Doxology – My Chapter

WwellYesterday I wrote a chapter for a book that will come out in a few months. The book will accompany an arts exhibition called Doxology, featuring large scale enamel pieces by Rob Pepper on the life of Jesus. I was assigned this image of the women at the well and Debbie will add to my thoughts for the book.

Rob is a renown artist who uses the "conscious reflex drawing" method which means there is no eye contact with the paper. Rob’s drawing blog is also well known.

Shannon describes Doxology this way:

“Rob is opening up his own journey. From Modernity, through Postmodernity, and now ”Returning to the Real“. And opening up the questions about faith, truth, church, Jesus that he has been asking along the way. The hope is for real dialog.”

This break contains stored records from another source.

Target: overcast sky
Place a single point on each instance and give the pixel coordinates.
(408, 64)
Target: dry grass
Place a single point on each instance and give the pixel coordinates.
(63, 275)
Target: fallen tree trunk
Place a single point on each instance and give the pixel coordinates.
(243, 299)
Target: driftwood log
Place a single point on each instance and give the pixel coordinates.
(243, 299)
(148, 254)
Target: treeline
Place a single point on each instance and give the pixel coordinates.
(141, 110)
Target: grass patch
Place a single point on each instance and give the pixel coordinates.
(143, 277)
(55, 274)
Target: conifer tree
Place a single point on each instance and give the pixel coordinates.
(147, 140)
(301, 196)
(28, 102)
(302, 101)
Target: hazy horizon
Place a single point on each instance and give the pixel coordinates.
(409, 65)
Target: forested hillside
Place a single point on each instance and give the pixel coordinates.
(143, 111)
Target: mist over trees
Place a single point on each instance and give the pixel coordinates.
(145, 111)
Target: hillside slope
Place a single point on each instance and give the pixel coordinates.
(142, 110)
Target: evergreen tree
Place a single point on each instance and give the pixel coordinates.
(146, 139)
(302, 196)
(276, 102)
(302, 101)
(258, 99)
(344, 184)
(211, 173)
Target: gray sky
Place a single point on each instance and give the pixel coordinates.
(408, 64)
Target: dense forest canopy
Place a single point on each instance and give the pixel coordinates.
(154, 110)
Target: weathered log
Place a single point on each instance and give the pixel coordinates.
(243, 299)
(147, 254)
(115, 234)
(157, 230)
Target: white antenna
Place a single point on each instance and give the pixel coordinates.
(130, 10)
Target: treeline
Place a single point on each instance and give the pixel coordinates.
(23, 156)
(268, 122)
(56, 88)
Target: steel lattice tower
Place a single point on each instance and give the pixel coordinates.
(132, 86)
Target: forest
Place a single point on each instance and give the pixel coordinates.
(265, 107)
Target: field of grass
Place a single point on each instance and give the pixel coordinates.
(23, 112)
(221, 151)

The Doxology tour will begin in Houston at Ecclesia and will tour the world for 2 years (or more). We are still needing a few more galleries to host this exhibition. (Beijing? Tokyo?) Pray for the German guys from Kubik as they work on the graphics and book.

Andrew

Andrew Jones launched his first internet space in 1997 and has been teaching on related issues for the past 20 years. He travels all the time but lives between Wellington, San Francisco and a hobbit home in Prague.

2 Comments

  • Rob Pepper says:

    Thanks Andrew for putting this up and for your wise words on the drawing. Just a little artistic aside the yellow in this drawing represents the gold on the final pieces, a true work in progress.

  • andrew jones says:

    thanks rob
    it was the gold (yellow) that inspired my writing the chapter which starts off {hope you dont mind me spilling a few beans here] . .
    “With a flick of gold on a clay jar of water, Rob Pepper captures this moment from a rare point of view, one often neglected by Biblical commentators, yet present and intrinsic.
    The story of the woman at the well, found in the gospel of John, has been told by some from the view of the woman – a Samaritan, a woman with a past, a history of men, and perhaps their ex-wives. The story has also been told by others with a focus on Jesus the heretic, who wanders far from the well-drawn Pharisaic boundaries of race and gender, and even further than his own disciples dare to tread. The story is therefore one of grace (the woman) or mission (Jesus), or in other retellings, the tense drama of shattered paradigms (the disciples), as they witness the prophetic sign of the inbreaking and outbreaking of the good news for outsiders.
    But to accept the artist’s perspective, as Rob leads us in this piece, is to look again from another place, to gaze from the rim of an earthen jar at a watering hole where a gift exchange is about to take place. ”
    . . and to read the rest, people will have to purchase the book when it comes out.